Ensuite prenant une à une les perdrix que Roger achevait de lui préparer, il se mit à les entourer de ce mortier ; faisant de chacune une boule dont le centre était occupé par la perdrix. Quand il les eut toutes arrangées ainsi, chaque perdrix formant, avec la glaise qui l’entourait, une boule d’environ un pied de diamètre, il prit la bêche, qui, maintenant, allait lui servir de tisonnier, vida le trou des braises qu’il contenait, plaça au fond les six perdrix, les recouvrit d’un bon pied de gravier rougi au feu sur lequel il remit les braises et, par dessus le tout, entassa le bois que Roger apportait justement.
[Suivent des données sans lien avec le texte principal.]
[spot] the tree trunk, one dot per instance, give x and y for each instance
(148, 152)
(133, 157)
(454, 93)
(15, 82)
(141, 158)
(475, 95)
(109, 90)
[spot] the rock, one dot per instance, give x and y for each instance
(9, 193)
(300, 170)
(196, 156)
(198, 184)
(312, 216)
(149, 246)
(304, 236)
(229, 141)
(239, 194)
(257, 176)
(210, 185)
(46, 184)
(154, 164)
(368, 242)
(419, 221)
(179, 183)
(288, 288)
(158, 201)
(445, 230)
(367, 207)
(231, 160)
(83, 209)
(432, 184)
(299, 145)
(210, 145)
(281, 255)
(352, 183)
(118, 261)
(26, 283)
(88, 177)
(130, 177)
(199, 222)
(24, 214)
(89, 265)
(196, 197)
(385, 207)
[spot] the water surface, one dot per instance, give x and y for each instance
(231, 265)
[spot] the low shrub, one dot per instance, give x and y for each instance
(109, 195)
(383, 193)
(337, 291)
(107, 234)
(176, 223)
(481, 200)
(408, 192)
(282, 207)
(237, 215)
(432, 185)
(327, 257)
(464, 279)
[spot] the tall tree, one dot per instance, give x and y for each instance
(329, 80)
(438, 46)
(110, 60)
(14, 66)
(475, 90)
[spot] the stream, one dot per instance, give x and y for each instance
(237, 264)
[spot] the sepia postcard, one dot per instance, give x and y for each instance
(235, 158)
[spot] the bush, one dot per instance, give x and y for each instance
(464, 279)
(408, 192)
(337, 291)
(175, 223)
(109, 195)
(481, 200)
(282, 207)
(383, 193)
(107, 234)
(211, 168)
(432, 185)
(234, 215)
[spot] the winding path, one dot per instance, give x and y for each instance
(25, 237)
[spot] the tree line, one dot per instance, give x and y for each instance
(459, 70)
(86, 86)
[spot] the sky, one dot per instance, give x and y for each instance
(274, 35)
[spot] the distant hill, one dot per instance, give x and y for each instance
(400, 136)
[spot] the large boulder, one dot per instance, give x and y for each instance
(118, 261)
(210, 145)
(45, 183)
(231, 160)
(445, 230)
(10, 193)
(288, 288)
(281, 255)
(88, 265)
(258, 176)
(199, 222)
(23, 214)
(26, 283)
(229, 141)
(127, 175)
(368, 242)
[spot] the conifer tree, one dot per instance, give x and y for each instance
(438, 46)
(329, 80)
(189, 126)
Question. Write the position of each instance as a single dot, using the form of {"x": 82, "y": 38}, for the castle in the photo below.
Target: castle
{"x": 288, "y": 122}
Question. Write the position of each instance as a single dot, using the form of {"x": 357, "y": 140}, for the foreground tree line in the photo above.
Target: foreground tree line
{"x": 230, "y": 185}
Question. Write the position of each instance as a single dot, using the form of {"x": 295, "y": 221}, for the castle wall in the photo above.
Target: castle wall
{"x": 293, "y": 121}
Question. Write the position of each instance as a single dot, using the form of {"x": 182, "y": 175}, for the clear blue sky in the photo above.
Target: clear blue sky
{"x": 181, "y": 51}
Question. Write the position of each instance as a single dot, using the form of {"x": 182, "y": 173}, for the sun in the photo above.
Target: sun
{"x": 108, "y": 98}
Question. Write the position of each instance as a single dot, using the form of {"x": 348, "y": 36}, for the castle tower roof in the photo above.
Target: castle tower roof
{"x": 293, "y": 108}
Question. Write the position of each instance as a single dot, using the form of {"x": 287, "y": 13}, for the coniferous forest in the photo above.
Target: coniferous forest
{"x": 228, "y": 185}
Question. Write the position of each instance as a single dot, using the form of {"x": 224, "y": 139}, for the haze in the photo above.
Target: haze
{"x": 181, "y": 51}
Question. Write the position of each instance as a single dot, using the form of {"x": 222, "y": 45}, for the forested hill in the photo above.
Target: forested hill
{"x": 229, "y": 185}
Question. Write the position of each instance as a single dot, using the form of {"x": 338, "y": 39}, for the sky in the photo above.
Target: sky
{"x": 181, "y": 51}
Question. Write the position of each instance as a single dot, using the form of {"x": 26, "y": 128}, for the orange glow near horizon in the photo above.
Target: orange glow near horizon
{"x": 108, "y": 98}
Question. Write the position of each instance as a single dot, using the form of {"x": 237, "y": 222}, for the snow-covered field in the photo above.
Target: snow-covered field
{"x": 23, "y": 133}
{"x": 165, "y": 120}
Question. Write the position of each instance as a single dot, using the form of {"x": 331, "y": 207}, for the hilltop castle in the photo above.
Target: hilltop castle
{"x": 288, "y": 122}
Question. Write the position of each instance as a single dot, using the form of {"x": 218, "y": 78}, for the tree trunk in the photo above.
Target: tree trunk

Aussitôt, le bois prit feu et se mit à flamber. Le Suisse attendit que Roger fût revenu avec une deuxième brassée de bois, qu’il entassa par-dessus la première, puis il dit :

— Nous pouvons maintenant nous coucher et dormir tranquilles pendant deux ou trois heures ; quand nous nous éveillerons, le souper sera prêt.

Ils s’arrangèrent chacun un lit de mousse et de feuilles, et ils s’endormirent aussi confortablement qu’auraient pu le faire, dans leur lit de duvet, les bourgeois les plus fastidieux.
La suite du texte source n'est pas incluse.